Late Homework Policy:
The weekly assignments are due at the beginning of class. Assignments
handed in after class will incur a 10% penalty; the penalty will increase
by 10% for each additional day late.
Reading:
Feynman pgs. 137–184
Please show all of your work, and remember, your solutions must be legible. The points for each problem are noted on the problem statement.
1. (5 pts) You are given a 2-input AND gate, with inputs a and
b. The input ensembles are independent and binary valued, with {P(a)
= 1} = {P(a) = 0} = 1/2, and {P(b) = 1} = {P(b)
= 0} = 1/2. Calculate the entropy of the gate’s input and output. How much
information does the gate destroy? Repeat the analysis for a two-input
OR gate and for a two-input XOR gate.
2. (10 pts) You are given an ensemble X = {a1,
a2, a3, a4, a5,
a6, a7, a8, a9},
with Pr(ak) = (k/45). Calculate the deterministic
entropy Ho(X) and the entropy H(X)
of the ensemble. Create a Huffman code for the ensemble, and evaluate the
expected code length. How close did you get to the entropy H?
3. (15 pts) In a game of backgammon, we roll two fair dice and play
according to the points we get. Let Z1 and Z2
be the two (independent) ensembles corresponding to the points on the dice,
and let Z be the ensemble corresponding to the sum of these points.
a) Show that H(Z|Z1Z2)
= 0
b) Evaluate H(Z|Z1)
and H(Z1|Z)
c) Suppose that it is our turn to roll the dice.

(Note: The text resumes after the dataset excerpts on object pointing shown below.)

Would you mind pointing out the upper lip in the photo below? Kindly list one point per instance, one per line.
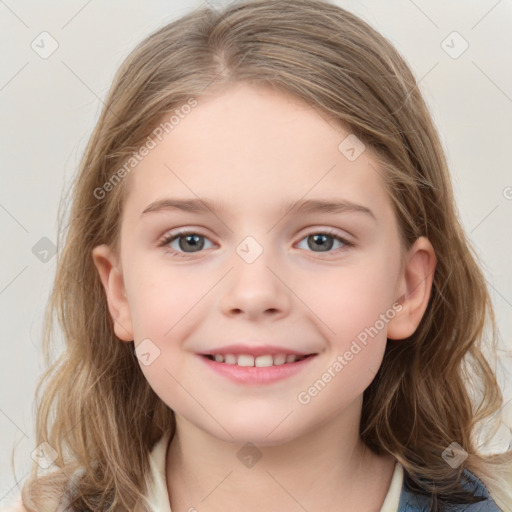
(255, 350)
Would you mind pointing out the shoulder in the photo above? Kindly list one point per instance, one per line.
(415, 502)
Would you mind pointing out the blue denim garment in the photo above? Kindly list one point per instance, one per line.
(411, 502)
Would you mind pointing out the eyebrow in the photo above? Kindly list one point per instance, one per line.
(301, 206)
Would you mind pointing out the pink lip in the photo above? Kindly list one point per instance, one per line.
(257, 375)
(255, 351)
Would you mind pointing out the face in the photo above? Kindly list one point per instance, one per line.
(254, 275)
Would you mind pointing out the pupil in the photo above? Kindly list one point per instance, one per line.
(195, 243)
(322, 246)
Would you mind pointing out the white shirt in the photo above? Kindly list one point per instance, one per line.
(159, 497)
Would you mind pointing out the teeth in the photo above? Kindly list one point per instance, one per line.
(260, 361)
(230, 359)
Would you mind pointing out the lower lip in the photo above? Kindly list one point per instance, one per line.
(255, 374)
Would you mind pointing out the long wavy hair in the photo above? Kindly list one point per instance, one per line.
(94, 406)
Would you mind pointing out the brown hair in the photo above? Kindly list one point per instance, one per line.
(432, 389)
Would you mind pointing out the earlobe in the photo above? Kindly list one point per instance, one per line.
(414, 289)
(112, 280)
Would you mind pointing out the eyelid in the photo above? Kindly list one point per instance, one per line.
(172, 235)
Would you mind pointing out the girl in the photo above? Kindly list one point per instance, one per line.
(267, 298)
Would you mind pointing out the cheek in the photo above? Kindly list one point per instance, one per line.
(353, 298)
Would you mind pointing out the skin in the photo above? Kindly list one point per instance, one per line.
(256, 150)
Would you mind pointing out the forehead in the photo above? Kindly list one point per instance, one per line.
(249, 147)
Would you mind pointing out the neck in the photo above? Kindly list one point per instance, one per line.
(328, 469)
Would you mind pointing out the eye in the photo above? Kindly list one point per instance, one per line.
(324, 241)
(188, 242)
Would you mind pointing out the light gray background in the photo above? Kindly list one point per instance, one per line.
(49, 107)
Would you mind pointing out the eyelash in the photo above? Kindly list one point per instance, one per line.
(167, 239)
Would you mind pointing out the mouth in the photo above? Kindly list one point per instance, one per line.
(261, 361)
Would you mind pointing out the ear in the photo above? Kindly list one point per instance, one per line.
(413, 288)
(111, 277)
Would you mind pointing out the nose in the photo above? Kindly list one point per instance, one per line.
(257, 289)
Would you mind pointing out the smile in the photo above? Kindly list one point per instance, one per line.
(256, 370)
(259, 361)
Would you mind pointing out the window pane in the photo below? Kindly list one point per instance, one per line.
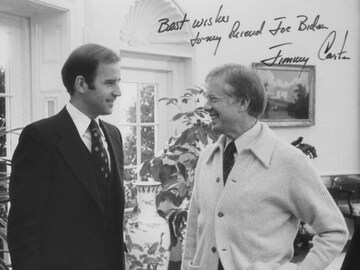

We win if, and only if, we get exactly 8 points. Evaluate our uncertainty
about winning (your answer should be in bits).
4. (10 pts) Construct a simple error-correcting code that can correct
a single bit error in a codeword of length N = 7 (this is the total
length of the code, including syndrome and data bits). Use binary symbols.
a) What is the maximum number M of codewords
in the code?
b) With this M, what is the rate of the code
(bits/symbol)?
c) Construct the code.
5. (10 pts) Problem 4.3 on pg. 115 of Feynman.